I dati gestiti da commercialisti e fiscalisti, poi, sono particolarmente sensibili, perciò è importante prepararsi al meglio per l‘entrata in vigore del GDPR. Per farlo, è fondamentale creare una vera e propria to do list, in modo da mettere in campo l’organizzazione necessaria per il censimento dei dati, i processi di trattamento e per attribuire le responsabilità.
GDPR negli studi professionali: la to do list
Nel dettaglio, gli studi professionali dovranno occuparsi di:
- analizzare il perimetro, i processi e la profilazione del trattamento dei dati personali; in particolare, è necessario prestare particolare attenzione ai dati più sensibili, che necessitano di una protezione più elevata per minimizzare il rischio di una loro diffusione illecita, con i danni che ne conseguirebbero per i clienti;
- analizzare il rischio di violazione dei dati personali (denominate data breach) e le misure di sicurezza adottate;
- definire il modello di gestione, la profilazione dei ruoli e la creazione di registri e informative; in particolar modo le informative, sia cartacee che online, devono informare il cliente prima della raccolta dei dati e spiegare non solo le modalità di trattamento dei dati personali, ma anche i diritti che il cliente stesso può esercitare;
- prevedere piani di formazione e audit annuali;
- identificare le contromisure necessarie a ridurre i rischi di violazioni.

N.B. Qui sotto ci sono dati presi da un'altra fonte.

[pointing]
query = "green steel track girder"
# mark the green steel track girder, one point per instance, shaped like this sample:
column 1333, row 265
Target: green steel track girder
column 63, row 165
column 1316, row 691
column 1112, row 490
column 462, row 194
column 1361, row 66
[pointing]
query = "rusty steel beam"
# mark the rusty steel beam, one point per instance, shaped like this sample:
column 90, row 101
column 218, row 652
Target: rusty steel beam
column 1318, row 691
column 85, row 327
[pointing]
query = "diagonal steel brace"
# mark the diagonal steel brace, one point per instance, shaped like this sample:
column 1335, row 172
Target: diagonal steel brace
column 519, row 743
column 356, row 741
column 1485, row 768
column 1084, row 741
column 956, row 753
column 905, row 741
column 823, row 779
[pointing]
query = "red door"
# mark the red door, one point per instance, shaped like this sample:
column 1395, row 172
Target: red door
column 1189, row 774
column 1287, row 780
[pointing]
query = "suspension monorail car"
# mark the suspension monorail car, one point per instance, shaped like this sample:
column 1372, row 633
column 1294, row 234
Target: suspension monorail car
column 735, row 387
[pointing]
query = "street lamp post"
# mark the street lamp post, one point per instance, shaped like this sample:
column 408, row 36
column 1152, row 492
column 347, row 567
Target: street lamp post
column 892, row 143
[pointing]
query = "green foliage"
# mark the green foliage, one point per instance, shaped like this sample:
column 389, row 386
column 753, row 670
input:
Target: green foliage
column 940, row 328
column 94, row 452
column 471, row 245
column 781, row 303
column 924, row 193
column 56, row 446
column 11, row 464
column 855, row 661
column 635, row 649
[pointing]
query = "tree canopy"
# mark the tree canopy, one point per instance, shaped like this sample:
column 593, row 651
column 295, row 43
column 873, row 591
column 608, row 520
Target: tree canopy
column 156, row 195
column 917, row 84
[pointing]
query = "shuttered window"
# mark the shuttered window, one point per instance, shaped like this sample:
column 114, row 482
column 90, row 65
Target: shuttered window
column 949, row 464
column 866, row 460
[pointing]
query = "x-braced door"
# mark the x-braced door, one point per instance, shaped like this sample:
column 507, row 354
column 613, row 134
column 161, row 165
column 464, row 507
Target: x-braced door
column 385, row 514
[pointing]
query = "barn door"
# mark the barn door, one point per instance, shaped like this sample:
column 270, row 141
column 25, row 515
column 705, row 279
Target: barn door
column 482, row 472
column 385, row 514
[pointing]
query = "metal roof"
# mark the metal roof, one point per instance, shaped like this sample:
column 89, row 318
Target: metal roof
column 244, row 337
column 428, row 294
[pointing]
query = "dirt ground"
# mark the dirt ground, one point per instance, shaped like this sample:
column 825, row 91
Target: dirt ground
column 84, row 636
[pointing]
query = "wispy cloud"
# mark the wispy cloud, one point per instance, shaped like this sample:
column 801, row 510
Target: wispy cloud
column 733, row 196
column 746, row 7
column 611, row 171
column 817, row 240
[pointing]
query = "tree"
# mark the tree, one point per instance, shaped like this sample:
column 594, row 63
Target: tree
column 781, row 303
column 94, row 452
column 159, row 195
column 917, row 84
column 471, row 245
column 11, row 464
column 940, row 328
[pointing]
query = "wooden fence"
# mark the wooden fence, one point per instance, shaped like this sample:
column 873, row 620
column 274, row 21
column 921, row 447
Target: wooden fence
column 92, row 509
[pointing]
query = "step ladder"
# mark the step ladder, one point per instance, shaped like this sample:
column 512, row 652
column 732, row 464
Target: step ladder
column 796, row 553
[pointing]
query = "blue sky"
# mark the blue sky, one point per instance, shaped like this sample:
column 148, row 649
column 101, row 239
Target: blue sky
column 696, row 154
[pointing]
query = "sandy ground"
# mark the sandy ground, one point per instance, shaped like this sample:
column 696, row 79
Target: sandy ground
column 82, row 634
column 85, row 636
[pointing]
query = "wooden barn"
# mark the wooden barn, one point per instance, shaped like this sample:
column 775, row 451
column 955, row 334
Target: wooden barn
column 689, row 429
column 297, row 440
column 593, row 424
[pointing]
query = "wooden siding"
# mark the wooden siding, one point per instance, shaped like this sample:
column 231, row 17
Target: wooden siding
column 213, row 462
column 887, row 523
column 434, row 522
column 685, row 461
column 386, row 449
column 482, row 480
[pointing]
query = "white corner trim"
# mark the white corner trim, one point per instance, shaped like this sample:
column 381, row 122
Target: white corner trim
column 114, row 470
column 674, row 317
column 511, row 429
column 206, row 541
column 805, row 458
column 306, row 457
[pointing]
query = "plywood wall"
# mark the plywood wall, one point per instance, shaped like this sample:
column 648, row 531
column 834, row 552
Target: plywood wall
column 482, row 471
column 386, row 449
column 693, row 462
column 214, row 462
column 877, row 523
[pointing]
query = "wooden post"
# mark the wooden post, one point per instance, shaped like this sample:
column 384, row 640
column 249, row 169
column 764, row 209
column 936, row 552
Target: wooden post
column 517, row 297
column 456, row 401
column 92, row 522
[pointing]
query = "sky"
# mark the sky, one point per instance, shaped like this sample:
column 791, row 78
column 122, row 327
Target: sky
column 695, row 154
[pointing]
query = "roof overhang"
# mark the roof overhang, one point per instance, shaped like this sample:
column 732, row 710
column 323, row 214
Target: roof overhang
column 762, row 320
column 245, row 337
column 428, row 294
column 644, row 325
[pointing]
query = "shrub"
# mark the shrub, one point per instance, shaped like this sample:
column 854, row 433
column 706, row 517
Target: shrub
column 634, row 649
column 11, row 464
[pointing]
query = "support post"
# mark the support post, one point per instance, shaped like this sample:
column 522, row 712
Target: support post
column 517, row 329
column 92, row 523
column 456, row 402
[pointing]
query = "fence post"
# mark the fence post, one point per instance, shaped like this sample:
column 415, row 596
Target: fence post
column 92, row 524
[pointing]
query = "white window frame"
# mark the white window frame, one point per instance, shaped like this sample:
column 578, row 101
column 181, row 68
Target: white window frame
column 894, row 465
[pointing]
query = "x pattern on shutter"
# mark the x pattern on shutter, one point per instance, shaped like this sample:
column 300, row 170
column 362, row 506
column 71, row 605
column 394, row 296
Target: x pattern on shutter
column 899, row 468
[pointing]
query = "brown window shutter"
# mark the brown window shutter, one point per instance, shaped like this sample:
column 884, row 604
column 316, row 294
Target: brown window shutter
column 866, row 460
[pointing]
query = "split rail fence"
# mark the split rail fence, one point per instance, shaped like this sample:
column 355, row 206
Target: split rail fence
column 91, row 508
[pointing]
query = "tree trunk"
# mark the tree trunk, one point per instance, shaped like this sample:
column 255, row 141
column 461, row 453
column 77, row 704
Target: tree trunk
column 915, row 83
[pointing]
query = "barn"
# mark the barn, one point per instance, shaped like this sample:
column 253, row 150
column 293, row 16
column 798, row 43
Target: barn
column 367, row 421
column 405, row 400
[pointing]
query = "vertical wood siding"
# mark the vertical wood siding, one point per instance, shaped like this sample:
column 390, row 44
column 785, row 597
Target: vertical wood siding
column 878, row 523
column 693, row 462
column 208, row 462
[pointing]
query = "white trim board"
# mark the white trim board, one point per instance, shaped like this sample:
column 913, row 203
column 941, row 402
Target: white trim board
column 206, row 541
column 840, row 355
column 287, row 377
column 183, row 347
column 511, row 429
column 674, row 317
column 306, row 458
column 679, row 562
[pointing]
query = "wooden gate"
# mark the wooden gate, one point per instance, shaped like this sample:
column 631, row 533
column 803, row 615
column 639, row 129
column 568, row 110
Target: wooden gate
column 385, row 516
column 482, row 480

Come metodo di protezione dei dati personali, il GDPR indica la cifratura dei dati e la pseudonomizzazione come il miglior strumento tecnico per garantire una reale protezione delle informazioni.
In generale, tutte le procedure e il tracking dell’informazione devono rispondere al principio di trasparenza e semplificazione. In caso i dati siano gestiti esternamente allo studio professionale, è necessario verificare i rapporti contrattuali o di servizio che legano il commercialista, o lo studio stesso, ai soggetti esterni.
La figura del DPO
Una delle principali novità introdotte dal GDPR è la figura del DPO, o del Data Protection Officer.
Il DPO, che può essere interno o esterno allo studio professionale, avrà il compito di supervisionare il processo di trattamento dei dati personali, così da garantire, in modo imparziale e indipendente, il rispetto della normativa.
Come adeguarsi al GDPR?
L’adeguamento alle misure di sicurezza previste dal GDPR richiede una serie di valutazioni molto diverse tra loro. Il commercialista dovrebbe essere in grado, in ogni momento, di identificare e gestire correttamente i dati che tratta per il proprio lavoro, avendo contezza della loro gravità e degli adempimenti specifici da mettere in campo.
La normativa è sicuramente complessa ed è plausibile che gli studi professionali non abbiano, al loro interno, le competenze necessarie o che siano troppo impegnati a seguire i clienti per potersi occupare efficacemente della compliace dello studio. La soluzione più semplice ed efficace, compatibilmente con la sostenibilità dei costi, potrebbe essere quella di affidarsi a reatà specializzate nella gestione di problematiche correlate a privacy e sicurezza.
In tal modo lo studio sarebbe supportato nell’identificazione e nell’adozione dei servizi e delle tecnologie necessarie, ma anche nell’acquisizione delle competenze per gestire autonomamente, in futuro, i dati dei propri clienti.